When most founders start talking to me about all the ways their business is so much more than just a company—that it’s a community—my eyes do backwards somersaults in their sockets. And that might have been the case when the founder of Hello Mr. magazine, Ryan Fitzgibbon (a former IDEO designer and AIGA San Francisco board member) shared how he’s growing his beautifully designed and much loved “magazine about men who date men” by tapping into its fervent community—except I’ve witnessed evidence of just how fervent this community is for myself. Suffice it to say that out of all the independent magazine makers I’ve seen at live events, Fitzgibbon is the only one who seems to be perpetually trailed by a huddle of squealing fans, wringing their hands in excitement and emitting actual squeals.
With the growth prospects looking scarce for even the most enthusiastically supported niche titles operating on subscriptions and ad dollars alone, more independent magazines are diversifying their business beyond the printed page. Just last week Riposte founder Danielle Pender let it drop to the Stack’s Steve Watson that she’ll be opening the doors of a Riposte creative studio later this summer. Pender’s in good company with other editorial platforms that have sought the steady income of client-driven content production (even if those words alone make many involved recoil just a little), but Fitzgibbon isn’t sure that’s the right move for Hello Mr. to make. Instead, he’s steering the business towards a membership model, fueled by the magazine’s ardent fans and its deep community support. But what exactly does it mean to be a member of a magazine?
Hello Mr. readers are already pretty adept at connecting with each other both online via social media and in person at Hello Mr. events, but what if they could connect with clients, business partners, and employers, too? “One thing I’ve noticed is that creative talent agencies and advertising companies are looking for queer talent, and there’s not really a great source to find them,” says Fitzgibbon.
But with Hello Mr.’s established practice of publishing user-submitted work, it’s naturally grown a visually creative readership, and has become a go-to source for discovering emerging, majority gay talent. Fitzgibbon receives between 500-700 submissions each year—much more than the biannual magazine can ever hope to print or share on Instagram.
Fitzgibbon sees this as an “opportunity to create a larger platform and spotlight the people we’re already working with.” Like a gay Behance, I offer? No, Fitzgibbon demurs, comparing his ideal platform to content-first sites like Medium, where members can create profiles, upload the Hello Mr. work they’ve made, and share it with like-minded clients.
A core part of this membership model is access to a private online message board styled after the popular Facebook group Hello Mr. Guild that’s spurred so many IRL connections (fellow members meet for coffee, establish mentorships, or even couch surf in one another’s homes). But if these conversations are already happening organically on all of Hello Mr.’s social platforms, why move them behind a member wall—even if people are happy to pay the fee?
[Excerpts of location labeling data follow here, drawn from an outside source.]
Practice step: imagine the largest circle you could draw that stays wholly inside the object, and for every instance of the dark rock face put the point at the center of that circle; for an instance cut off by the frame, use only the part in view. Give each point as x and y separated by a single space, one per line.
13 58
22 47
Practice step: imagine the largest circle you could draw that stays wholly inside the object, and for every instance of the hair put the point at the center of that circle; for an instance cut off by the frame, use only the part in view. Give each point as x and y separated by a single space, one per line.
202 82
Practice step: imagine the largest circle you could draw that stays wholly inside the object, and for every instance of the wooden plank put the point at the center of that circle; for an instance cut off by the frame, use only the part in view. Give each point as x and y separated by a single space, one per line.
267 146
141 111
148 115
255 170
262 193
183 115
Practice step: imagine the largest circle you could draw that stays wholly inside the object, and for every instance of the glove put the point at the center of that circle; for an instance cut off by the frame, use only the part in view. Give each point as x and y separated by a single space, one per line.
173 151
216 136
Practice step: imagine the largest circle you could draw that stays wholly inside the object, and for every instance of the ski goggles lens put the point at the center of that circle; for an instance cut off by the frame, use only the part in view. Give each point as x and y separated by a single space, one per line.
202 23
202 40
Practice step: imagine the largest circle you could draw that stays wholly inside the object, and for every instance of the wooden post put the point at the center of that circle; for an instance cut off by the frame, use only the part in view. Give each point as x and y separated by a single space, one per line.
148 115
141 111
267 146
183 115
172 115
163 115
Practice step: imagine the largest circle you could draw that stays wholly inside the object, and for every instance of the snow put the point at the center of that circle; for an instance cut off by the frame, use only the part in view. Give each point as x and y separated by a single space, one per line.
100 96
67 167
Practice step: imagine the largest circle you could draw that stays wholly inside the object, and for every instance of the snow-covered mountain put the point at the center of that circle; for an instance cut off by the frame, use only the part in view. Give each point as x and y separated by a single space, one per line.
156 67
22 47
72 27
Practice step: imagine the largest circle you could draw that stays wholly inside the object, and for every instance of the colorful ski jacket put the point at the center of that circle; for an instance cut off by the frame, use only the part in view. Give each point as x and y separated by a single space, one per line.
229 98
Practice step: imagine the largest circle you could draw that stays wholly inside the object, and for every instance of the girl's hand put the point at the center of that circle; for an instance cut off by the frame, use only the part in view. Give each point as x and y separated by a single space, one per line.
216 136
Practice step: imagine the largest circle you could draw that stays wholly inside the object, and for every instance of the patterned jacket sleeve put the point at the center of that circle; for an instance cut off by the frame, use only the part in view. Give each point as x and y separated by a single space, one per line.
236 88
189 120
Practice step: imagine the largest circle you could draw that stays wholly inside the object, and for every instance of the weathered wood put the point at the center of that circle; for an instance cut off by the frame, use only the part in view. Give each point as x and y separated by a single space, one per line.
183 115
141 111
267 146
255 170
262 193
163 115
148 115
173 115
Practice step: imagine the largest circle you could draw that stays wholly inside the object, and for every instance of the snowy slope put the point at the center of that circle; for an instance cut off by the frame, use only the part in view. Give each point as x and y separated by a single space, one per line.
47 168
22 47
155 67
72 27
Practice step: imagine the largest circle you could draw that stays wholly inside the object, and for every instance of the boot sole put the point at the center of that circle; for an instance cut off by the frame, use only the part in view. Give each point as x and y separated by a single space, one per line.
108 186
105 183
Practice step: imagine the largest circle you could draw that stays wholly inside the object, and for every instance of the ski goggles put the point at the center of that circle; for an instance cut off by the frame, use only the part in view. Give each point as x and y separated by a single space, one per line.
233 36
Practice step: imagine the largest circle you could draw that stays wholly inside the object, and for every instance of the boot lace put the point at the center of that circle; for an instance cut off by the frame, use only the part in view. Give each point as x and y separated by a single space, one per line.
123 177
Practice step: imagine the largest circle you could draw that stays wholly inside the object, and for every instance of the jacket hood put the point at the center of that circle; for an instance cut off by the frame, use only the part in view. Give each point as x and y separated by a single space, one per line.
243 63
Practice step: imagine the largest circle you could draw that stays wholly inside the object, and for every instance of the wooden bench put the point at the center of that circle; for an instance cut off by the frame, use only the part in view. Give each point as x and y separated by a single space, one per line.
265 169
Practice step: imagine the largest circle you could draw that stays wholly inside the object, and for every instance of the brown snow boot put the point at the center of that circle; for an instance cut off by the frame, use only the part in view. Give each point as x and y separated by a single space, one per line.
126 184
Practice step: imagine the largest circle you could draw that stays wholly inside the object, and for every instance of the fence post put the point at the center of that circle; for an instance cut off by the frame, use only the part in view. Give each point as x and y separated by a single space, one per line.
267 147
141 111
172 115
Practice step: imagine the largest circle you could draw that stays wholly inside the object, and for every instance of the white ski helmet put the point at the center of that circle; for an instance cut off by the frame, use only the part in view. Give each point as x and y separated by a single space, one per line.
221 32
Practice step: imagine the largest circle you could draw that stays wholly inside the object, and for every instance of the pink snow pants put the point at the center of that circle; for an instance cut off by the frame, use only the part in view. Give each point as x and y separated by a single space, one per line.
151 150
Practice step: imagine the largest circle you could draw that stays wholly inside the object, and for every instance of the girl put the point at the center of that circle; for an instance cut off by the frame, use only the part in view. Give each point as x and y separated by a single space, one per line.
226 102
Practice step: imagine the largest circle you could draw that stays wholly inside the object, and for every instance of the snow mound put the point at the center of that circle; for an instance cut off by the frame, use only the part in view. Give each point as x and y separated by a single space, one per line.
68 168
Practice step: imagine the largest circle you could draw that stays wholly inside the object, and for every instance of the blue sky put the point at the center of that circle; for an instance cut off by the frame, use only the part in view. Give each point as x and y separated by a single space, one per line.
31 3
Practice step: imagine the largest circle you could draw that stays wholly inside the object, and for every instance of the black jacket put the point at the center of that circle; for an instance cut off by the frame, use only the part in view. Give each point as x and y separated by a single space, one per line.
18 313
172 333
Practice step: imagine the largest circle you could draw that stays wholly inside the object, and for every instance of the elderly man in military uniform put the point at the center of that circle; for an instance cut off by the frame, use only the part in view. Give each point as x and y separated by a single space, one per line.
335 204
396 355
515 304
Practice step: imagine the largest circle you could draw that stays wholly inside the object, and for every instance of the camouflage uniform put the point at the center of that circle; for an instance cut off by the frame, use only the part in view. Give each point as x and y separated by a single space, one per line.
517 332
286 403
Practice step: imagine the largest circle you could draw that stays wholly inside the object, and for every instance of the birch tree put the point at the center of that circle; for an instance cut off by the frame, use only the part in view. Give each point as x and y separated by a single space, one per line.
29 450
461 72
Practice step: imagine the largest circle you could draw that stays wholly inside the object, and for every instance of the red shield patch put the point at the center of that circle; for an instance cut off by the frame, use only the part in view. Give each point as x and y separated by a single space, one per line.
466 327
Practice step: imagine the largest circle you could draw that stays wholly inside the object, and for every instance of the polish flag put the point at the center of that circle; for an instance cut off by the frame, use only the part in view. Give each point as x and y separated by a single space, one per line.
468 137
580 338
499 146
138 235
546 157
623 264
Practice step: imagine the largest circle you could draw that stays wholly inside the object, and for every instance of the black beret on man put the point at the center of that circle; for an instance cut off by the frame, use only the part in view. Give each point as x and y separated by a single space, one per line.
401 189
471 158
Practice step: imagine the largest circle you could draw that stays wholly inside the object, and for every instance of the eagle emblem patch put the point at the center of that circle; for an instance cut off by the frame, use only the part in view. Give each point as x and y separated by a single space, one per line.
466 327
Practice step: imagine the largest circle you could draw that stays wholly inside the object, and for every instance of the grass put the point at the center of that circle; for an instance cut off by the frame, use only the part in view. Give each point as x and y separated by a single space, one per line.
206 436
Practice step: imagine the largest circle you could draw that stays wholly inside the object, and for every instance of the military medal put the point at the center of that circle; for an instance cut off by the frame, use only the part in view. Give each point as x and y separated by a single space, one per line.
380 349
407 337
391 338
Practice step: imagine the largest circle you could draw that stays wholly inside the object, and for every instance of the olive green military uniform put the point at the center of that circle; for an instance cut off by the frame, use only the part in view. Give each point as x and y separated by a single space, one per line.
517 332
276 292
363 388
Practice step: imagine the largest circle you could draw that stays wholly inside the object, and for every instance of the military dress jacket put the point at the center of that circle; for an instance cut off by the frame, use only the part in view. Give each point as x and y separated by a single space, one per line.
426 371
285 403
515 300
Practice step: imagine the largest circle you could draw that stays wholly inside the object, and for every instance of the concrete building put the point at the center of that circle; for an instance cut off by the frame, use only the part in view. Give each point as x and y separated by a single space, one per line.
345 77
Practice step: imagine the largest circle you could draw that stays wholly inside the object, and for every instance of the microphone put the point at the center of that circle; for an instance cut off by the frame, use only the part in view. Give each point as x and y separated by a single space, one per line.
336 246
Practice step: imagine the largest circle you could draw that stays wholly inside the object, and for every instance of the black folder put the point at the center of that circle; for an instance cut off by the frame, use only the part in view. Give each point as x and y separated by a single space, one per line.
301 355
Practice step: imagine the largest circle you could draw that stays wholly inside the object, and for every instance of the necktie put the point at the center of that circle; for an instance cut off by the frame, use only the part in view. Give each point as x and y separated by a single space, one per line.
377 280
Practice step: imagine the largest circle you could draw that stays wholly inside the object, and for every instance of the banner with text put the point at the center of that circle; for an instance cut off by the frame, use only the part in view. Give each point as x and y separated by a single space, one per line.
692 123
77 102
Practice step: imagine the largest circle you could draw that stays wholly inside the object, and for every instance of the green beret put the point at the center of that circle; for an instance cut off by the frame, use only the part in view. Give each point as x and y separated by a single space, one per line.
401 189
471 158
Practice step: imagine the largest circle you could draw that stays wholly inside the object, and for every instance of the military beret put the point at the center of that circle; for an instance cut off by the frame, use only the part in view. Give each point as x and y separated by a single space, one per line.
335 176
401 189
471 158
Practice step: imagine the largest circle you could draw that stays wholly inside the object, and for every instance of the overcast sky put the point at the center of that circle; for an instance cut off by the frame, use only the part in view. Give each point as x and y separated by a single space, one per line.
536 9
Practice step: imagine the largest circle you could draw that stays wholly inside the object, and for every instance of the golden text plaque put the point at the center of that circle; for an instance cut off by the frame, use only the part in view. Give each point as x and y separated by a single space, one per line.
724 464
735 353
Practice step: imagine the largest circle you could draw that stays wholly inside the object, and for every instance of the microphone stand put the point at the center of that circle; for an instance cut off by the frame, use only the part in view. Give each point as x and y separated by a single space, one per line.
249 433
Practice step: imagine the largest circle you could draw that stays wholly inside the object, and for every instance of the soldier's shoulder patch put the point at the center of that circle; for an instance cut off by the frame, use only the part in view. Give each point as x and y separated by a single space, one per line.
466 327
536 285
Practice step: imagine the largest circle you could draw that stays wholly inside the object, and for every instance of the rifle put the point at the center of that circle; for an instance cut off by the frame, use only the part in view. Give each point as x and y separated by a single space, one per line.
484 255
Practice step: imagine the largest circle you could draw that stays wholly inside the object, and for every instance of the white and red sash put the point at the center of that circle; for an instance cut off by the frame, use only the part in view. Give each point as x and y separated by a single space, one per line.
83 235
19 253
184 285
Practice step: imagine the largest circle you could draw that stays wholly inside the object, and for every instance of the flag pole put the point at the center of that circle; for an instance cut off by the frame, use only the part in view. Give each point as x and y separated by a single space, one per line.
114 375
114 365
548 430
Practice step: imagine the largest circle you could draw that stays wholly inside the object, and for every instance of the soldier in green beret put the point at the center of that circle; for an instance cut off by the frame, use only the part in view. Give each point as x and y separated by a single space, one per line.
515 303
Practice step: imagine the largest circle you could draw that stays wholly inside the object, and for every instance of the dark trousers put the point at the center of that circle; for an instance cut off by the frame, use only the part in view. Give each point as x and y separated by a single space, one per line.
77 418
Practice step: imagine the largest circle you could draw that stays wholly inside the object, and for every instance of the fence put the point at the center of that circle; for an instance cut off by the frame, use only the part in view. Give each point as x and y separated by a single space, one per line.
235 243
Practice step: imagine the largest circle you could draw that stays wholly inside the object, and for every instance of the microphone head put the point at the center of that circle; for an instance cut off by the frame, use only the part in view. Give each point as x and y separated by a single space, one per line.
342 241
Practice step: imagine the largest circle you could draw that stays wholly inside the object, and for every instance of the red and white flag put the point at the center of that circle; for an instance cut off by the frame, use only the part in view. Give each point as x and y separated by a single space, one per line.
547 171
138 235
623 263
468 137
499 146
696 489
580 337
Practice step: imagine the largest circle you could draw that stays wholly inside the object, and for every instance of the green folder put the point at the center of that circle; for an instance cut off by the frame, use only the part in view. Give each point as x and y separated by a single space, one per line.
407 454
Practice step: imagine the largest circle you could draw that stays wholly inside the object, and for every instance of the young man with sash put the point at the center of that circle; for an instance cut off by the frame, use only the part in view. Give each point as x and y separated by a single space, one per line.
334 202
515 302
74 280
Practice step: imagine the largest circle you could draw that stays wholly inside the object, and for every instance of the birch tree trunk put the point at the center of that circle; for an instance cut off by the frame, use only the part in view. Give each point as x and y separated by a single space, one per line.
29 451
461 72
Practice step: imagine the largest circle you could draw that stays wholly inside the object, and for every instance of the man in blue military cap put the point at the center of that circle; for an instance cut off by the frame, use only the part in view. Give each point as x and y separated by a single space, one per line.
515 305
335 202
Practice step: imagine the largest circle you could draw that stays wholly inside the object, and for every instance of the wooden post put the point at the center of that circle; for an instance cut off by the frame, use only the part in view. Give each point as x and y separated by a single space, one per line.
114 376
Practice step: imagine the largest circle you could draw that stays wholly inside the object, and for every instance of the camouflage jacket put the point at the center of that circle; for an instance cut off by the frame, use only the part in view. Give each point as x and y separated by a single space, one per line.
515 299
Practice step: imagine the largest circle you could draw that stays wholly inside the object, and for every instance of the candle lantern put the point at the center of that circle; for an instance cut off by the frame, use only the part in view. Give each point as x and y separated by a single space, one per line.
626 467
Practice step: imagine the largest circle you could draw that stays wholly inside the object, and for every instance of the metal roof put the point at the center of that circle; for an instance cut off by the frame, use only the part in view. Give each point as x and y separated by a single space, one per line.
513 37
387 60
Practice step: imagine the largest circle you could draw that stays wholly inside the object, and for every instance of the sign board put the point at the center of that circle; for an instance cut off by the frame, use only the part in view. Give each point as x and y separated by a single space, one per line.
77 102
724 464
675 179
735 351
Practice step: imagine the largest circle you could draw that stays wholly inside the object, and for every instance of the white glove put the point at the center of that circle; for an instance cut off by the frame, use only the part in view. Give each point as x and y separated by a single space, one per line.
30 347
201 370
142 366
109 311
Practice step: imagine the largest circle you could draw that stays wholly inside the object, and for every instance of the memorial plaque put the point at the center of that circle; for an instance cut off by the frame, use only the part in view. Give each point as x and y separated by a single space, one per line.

“Changing people’s behaviors and asking them to migrate to a new platform is difficult,” Fitzgibbon concedes, “but I’m not trying to create a new gay social network; I’m creating an option for people who are already loyal to the brand to have a safe, shared space for those conversations.”
While the brand alone instills a sense of trust, creating a private, members-only space free from anti-gay trolls might just be they key to enabling more fruitful conversations around divisive issues. “The LGBTQ community is shifting and experiencing a lot of turmoil about our sense of togetherness. I’m cautiously watching and experimenting to see what could encourage a better dialogue,” says Fitzgibbon. As an example, he cites the recent “inclusion of two new colors, black and brown, to the rainbow flag brought on by the Philadelphia Office of LGBT Affairs. The community is struggling to accept it, and these inner internal conflicts are counter to the cause of equality.”
No matter what the conversation, a highly engaged community corralled in a single digital space is good news for advertisers, which Fitzgibbon has previously struggled to attract. With print ad sales dwindling across the industry, a magazine like Hello Mr. with an annual circulation of 15,000 (compared to, say, The New Yorker’s annual circulation of just over 1 million), advertisers have failed to see the bigger picture and the value in what Hello Mr.’s small audience can offer. But Fitzgibbon is now turning that idea on its head by asking advertisers what they can offer his members instead. By securing deep discounts and deals from brands he knows his members love, advertisers can get their message in front of a keyed-in group that’s eager to support worthy causes and the businesses aligned with that same message. Plus, for those of us who are skeptical of being sold to, and a branded discount offer doesn’t feel like a traditional ad, even if it serves the same purpose.
“This was born out of a sense of necessity to stay alive as an indie magazine.”
Members can also allocate a portion of their annual fee to one of six charities selected by Fitzgibbon, and there are other membership perks, too, like subscriptions (a first for Hello Mr.), early issue reveals, and special digitally downloadable gifts, which will feature exclusive work by guest artists and musicians. “I want to create more moments of surprise and delight; you never know what it’ll be, but it’ll be new and exciting.” We never say no to more surprise and delight. Sign us up.